ECIR 2008 Tutorials

This year, it is about 10 years ago that statistical language models were first successfully applied to Information Retrieval (IR). Today, language models are used as standard tools for developing new applications of IR. One of the reasons for their success is that on the one hand, the models can be surprisingly simple generative models, similar to well-known urn models. (i.e., as simple as calculating the probability of drawing a colored ball from an urn.) On the other hand, however, they come with a powerful set of modeling tools: such as smoothing, graphical models, estimation of (document) priors, and maximum likelihood training of unobserved variables. These and other advanced language modeling approaches will be explained in detail in this half day tutorial, taking expert search as a case study. Expert search is a novel, relatively easy to understand IR problem that is well-suited for explaining language modeling assumptions. Instead of finding documents, the primary goal of an expert search system is to find individuals in an organization that possess certain expertise and skills.
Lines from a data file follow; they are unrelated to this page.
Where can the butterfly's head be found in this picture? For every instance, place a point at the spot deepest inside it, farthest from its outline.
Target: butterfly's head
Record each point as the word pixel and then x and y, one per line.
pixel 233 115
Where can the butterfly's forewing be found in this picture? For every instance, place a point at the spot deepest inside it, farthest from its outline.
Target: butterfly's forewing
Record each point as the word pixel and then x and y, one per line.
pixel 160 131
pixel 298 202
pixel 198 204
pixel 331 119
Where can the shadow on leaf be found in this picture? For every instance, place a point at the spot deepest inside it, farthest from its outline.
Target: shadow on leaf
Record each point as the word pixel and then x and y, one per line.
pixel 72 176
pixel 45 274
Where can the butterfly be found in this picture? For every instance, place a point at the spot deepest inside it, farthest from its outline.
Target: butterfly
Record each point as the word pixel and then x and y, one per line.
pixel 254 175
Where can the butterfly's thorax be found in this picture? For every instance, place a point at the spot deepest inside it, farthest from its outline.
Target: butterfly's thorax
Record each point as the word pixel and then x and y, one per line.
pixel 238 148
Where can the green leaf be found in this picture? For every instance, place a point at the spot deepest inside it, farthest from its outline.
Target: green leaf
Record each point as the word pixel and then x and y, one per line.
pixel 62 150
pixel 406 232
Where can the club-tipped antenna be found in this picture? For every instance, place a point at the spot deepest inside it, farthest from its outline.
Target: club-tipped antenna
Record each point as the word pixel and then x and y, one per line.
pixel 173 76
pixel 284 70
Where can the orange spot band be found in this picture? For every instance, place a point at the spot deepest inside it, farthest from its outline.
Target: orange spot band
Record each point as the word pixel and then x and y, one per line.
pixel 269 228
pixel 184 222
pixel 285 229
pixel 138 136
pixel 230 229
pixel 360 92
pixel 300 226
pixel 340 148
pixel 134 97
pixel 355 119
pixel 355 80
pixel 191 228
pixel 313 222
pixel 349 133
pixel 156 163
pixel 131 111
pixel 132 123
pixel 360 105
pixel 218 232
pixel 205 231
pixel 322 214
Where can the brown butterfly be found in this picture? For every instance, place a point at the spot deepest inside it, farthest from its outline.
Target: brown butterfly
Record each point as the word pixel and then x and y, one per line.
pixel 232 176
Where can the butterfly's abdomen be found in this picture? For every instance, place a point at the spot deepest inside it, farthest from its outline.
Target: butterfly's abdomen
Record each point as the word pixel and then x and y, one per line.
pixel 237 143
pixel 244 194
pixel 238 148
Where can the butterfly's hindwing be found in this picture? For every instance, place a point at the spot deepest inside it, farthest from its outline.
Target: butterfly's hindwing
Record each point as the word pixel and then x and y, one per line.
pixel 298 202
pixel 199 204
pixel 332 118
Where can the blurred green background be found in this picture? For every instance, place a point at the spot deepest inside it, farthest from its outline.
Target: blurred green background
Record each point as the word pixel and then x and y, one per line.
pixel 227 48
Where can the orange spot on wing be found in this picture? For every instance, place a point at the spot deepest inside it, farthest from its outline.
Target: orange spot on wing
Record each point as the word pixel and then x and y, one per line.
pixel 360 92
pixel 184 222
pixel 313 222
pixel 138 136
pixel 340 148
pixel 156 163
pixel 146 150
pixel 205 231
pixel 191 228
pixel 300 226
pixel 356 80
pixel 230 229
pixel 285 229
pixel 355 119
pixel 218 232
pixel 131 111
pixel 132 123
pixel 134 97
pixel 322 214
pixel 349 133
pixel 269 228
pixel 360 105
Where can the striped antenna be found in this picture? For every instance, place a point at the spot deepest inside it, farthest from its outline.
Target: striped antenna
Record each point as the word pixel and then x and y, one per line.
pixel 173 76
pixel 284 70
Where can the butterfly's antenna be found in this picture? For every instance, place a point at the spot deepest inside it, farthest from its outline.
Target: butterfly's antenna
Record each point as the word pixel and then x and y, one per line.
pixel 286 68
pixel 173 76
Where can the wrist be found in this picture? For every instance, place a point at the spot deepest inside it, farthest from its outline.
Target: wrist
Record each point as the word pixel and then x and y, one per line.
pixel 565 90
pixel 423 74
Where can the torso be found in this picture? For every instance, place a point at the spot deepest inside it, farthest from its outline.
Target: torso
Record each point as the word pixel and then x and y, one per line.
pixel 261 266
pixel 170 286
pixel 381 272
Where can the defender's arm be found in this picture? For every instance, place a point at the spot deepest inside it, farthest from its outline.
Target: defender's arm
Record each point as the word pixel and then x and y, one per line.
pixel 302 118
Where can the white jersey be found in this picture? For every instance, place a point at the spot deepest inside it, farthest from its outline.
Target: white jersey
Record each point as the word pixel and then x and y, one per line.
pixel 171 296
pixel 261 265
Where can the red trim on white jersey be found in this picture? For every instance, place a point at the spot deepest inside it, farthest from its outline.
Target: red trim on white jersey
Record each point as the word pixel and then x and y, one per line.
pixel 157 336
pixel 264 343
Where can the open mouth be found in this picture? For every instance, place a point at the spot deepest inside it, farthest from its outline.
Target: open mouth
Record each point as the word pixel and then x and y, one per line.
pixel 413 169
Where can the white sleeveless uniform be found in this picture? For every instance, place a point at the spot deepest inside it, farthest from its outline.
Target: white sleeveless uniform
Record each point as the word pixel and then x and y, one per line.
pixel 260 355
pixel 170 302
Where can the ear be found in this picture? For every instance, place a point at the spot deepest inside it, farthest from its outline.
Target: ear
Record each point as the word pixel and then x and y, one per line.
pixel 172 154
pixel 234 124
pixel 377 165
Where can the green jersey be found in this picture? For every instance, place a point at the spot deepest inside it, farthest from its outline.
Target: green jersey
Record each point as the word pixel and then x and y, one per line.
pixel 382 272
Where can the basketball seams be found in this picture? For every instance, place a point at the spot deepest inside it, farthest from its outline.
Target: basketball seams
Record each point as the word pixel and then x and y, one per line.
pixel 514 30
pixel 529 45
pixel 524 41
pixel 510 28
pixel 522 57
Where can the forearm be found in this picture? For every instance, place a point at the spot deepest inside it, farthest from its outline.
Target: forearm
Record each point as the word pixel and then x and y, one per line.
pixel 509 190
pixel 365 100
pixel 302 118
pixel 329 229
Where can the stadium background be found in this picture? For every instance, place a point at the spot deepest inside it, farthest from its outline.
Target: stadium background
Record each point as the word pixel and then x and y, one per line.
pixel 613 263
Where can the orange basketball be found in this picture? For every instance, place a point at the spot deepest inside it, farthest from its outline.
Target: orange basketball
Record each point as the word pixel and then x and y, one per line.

There are three entities to model in expert search: 1) the experts, 2) the documents, and 3) the terms, and therefore several possible (conditional) independence assumptions to make: For instance, we might assume that experts and terms occur independently given a document, we might assume nonuniform expert priors, we might assume that documents are actually mixtures of (unknown) expert language models, we might add additional expert–expert dependencies because two experts are in the same department, etc.